Moonlight existe por um motivo. O Transfer Contract existe por um motivo. Zedger, agora se movendo para Hedger no DuskEVM, está direcionado para algo mais complicado: títulos em conformidade, bonds tokenizados, fundos — o tipo de ativo que realmente precisa de regras sobre quem pode mantê-los e quem pode ver o quê. O DuskDS, além da camada EVM, não é apenas mais um ambiente de execução. Está tentando oferecer níveis diferentes de visibilidade para participantes diferentes, em vez do usual tudo-ou-nada.

Eu já vi esse filme antes. Projetos falam sobre ativos do mundo real e divulgação seletiva até que o mercado perca o interesse e todo mundo volte a correr atrás da próxima narrativa pura. A maioria deles nunca resolve a fricção chata de identidade que os reguladores vão aceitar, permissões que as instituições não vão rejeitar, liquidação que não vaza dados de posição no momento em que chega à cadeia. Velocidade sozinha nunca resolveu isso.

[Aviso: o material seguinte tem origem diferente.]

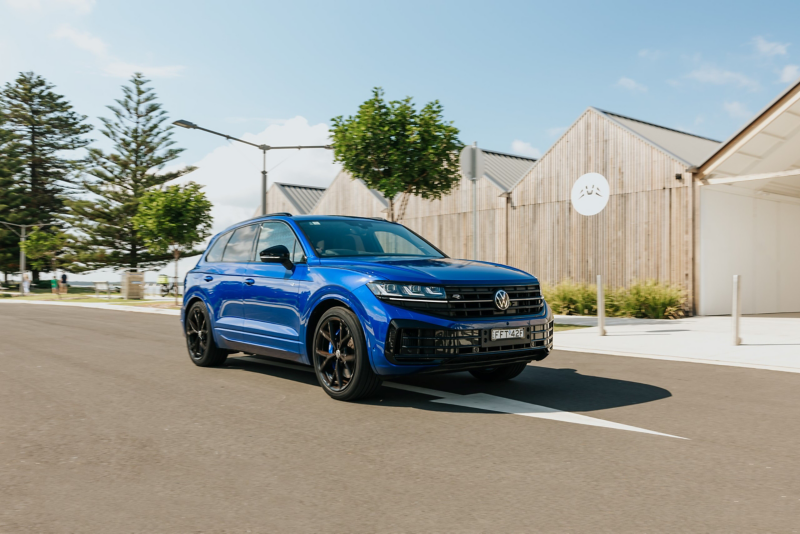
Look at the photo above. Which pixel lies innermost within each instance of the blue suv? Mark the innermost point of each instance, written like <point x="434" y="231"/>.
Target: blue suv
<point x="360" y="300"/>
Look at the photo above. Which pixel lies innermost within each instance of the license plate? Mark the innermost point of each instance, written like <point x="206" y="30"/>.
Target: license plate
<point x="507" y="333"/>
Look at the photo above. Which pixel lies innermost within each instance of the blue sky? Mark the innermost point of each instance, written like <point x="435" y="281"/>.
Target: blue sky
<point x="511" y="75"/>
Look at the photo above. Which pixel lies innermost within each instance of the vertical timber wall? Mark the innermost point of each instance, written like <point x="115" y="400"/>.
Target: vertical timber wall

Algo na pilha atual parece menos marketing e mais uma tentativa de se posicionar naquele meio desconfortável. Ainda não tenho certeza se vai funcionar. Etiquetas não morrem com facilidade nesse espaço, e a infraestrutura financeira real tem o hábito de permanecer mais lenta e mais feia do que os whitepapers prometem. Ainda assim, me pego acompanhando por mais tempo do que eu esperava.